At Olympic venues however, China has presented a different face, with clergy from the five accepted religious groups providing official religious services to athletes and other visitors. The Chinese Olympic committee has granted athletes permission to bring personal religious articles into the Olympic village and permission for well-known evangelist Luis Palau to distribute his evangelistic book, “A Friendly Dialogue Between an Atheist and a Christian,” to athletes and coaches during the Games.

In June, Chinese authorities announced they would print 50,000 gospel booklets – including 10,000 Chinese-English complete Bibles – for distribution during the Games.

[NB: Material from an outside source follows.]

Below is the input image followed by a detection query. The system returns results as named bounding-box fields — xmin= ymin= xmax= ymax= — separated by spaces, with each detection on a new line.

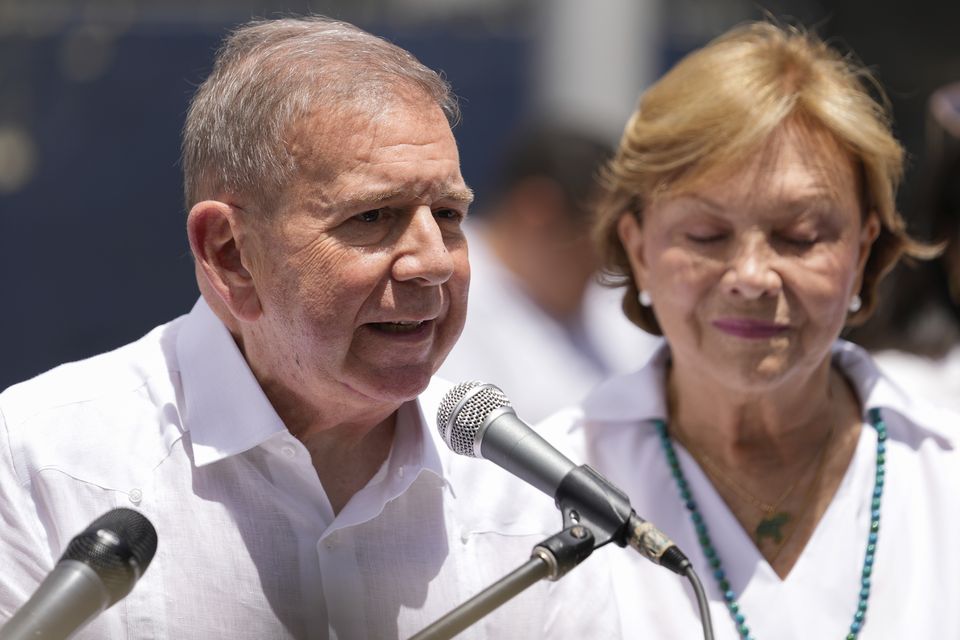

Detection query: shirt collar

In July, the state newspaper Xinhua published a visitors’ guide to churches in Beijing. The article gave a brief history of the Catholic and Protestant streams of Christianity but made only a brief mention of four Catholic churches in the capital.

Xinhua also noted that “since the Chinese constitution was amended in 1982 to allow freedom of religion,” the number of Christians in China had “surpassed 16 million,” an official figure given by the China Christian Council, an agency representing government-approved Protestant churches.

Compass sources, however, estimate there are at least 60 million evangelical Christians in China: 10 million in major house church networks, 35 million in independent rural house churches and 15 million in independent urban house churches. In addition, there are 15 million Catholics and 15 million members of the official Three-Self Patriotic Movement church.